Instruction introduction
One of the challenges with software localization is the sheer variety of file formats. There may be a lot of instructions on how to translate all these different software files types. However, the dynamic nature of software development means that these detailed instructions are often out of date - obsolete because of the sheer speed of the market. Software companies and their language services partners often waste time following these out-of-date instructions.
The ideal, therefore, is to write your software in such a way as to eliminate the need for localization and translation instructions altogether. A savvy person might ask "How much cheaper will my software localization project be if I spend money on creating the software so that instructions are not needed?" Unfortunately the answer is likely "Not very much and probably not at all."
So why spend money for no apparent gain? There are three reasons:
1) better quality
2) faster turnaround
3) money saved on your own engineering resources
This article will look at a couple of areas where software itself can be improved to streamline software localization.
Turn down the volume
First, look at the volume of instructions. We often receive huge amounts of instructions on what to translate in RC and Java properties files. These formats are well understood and should need no instructions, but we are duty bound to read your instructions nonetheless. If it does not need explaining, then don't explain it. Since problems arise when you deviate from standard file formats, do explain any deviations you induce. As a general rule it is good to stick with non-adulterated, well understood file formats, as these require no special instructions.
A common and painful "solution" to the problem of instructions is to extract all translatable text from the source files and paste it into an Excel spreadsheet. It is tempting to think that extracting software text and pasting it into Excel "helps" the translator; however the opposite is actually true. By eliminating non-translatable code, the amount of context the translator has is reduced. An alphabetically sorted list gives the translator no chance whatsoever to build up a mental picture of what the software might look like once it is running. Additionally, since Excel is one of the worst file formats for manipulating text, this approach costs you a lot of money.

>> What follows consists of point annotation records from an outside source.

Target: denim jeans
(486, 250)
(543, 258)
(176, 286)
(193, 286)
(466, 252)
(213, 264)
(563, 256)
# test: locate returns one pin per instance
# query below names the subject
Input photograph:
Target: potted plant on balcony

From a technical perspective, translation tools do not process Excel files very well and we often end up copying the translatable text into a text file to get around this problem. Once the text is translated, we then have to paste the translation back into Excel. This manual process racks up billable hours, adding cost and delays to your localization project, as well as possibly introducing errors. Let Excel work with numbers and not text localization.
An obvious aside: CSV files are even more problematic than XLS/XLSX files, despite CSV files being plain text files. The problem with CSV files is that they need to be used on the native operating systems, inducing all manner of character conversion when saved out of Excel. Even when Excel is not used there are frequently problems with phrases containing commas induced by CSV converters. All in all, CSV is worse than Excel, which is about as bad as it gets.
Your text is "special"
The final point I would like to mention in this article is the use of special characters, in particular the use of single (') and double (") quotation marks in Java properties files. During localization, these creatures cause considerable concerns, so it is a good idea to design away the problem from the start.

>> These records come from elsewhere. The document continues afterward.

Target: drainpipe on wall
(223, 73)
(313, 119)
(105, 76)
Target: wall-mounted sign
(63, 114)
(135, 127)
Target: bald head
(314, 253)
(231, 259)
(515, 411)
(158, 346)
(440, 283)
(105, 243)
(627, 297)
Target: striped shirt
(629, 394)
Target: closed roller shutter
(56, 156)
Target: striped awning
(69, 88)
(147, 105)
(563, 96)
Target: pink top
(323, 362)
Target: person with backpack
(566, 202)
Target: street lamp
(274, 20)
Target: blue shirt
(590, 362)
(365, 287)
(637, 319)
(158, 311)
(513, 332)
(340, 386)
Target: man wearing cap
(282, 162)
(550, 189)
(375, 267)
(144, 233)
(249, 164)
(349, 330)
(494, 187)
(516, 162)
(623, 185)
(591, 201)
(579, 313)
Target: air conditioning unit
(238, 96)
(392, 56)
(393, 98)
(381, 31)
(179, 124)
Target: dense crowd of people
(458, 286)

Quotation problems arise because single and double quotation marks are used in translations even where there are none in the (usually English) source. In German, for example, double quotation marks are used to indicate software options, whilst the single quotation mark, also known as apostrophe, is used extensively in both French and Italian (In an English manual you may encounter something along the lines of After you have made your selection press the Next button. In English we use capitalization or bold to indicate software options. The equivalent phrase in German would read: After you have made your selection press the "Next" button.) Some software companies disallow translators to insert double quotation marks where none appear in the source. However, this leads to a stilted translation in German. Yet things get more difficult when you take the same approach with single quotation marks, as these are essential in French and Italian. Leaving them out means the translations will be incorrect.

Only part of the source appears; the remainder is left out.